J'ai un petit soucis.
Quand je developpait du Java sous Eclipse sous Windows, j'avais le choix entre JRE et JDK comme librairie, JDK etant un peu mieux (on a le nom des arguments au lieu d'un vieux arg0, arg1...) je prenais JDK.
Le probleme que jai sur mac, c'est que le site d'apple me dit que j'ai une JDK directement dans TIGER mais dans Eclipse, il ne voit qu'une JRE... Donc niveau developpement c'est un peu chiant ...
Quelqu'un peut m'aider pour avoir une JDK sous mac ...
please
please ..

Merci d'avance
JO


----------



## ntx (7 Décembre 2005)

Bonjour, 
tu en as un là :
/System/Library/Frameworks/JavaVM.framework/Versions/CurrentJDK
C'est un alias vers la version courante (sur Tiger 1.4.2 ou 1.5.0)


----------



## molgow (7 Décembre 2005)

Bonjour,

J'ai bien reçu le message privé et je viens de regarder un moment mais je n'ai malheureusement pas trouvé comment faire ça (facilement). Il semblerait qu'Apple ne fournisse pas les sources.

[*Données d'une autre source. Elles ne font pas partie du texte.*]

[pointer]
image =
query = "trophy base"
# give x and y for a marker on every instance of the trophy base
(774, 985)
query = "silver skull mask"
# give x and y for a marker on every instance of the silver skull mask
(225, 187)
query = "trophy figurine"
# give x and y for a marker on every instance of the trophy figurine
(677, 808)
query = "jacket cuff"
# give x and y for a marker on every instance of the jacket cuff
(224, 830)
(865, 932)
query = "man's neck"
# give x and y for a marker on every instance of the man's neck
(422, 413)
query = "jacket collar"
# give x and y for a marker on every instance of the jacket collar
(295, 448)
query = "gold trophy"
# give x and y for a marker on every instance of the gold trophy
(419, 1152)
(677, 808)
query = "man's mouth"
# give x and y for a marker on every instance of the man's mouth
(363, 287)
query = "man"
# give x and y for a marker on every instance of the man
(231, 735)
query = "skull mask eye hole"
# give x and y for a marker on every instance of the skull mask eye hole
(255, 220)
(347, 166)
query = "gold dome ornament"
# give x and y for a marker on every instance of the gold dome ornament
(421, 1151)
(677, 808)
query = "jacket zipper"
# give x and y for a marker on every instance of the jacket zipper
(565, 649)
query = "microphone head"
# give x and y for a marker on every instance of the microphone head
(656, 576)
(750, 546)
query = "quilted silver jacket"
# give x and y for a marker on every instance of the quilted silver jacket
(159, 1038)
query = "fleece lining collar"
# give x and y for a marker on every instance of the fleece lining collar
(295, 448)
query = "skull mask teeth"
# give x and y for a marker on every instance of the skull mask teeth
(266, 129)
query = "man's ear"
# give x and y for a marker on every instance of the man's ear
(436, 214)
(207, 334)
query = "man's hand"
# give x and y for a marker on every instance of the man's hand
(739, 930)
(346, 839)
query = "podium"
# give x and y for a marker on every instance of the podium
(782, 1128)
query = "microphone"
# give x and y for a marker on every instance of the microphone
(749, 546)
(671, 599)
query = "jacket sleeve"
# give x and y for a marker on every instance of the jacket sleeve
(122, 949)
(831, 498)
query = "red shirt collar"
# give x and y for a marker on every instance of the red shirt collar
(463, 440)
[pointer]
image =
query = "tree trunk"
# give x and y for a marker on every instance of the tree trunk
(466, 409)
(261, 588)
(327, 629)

Une solution qui doit néanmoins fonctionner c'est d'aller télécharger le JDK sur le site de Sun (n'importe quelle version), et de copier les sources dans un dossier _/System/Library/Frameworks/JavaVM.framework/Versions/1.5.0/Sources _par exemple, puis de faire le lien dans Eclipse vers les sources.

Pour ça, tu vas dans (pour Eclipse 3.1) : 
- Préférences
- Java
- Installed JREs
Tu cliques sur la JRE de ton choix, tu décoches l'option "Use default system library" et ensuite tu attaches manuellement les sources au différent .jar.

Pas sûr que ça va fonctionner, mais c'est une idée.
Et je te l'accorde, c'est ennuyeux à faire...


----------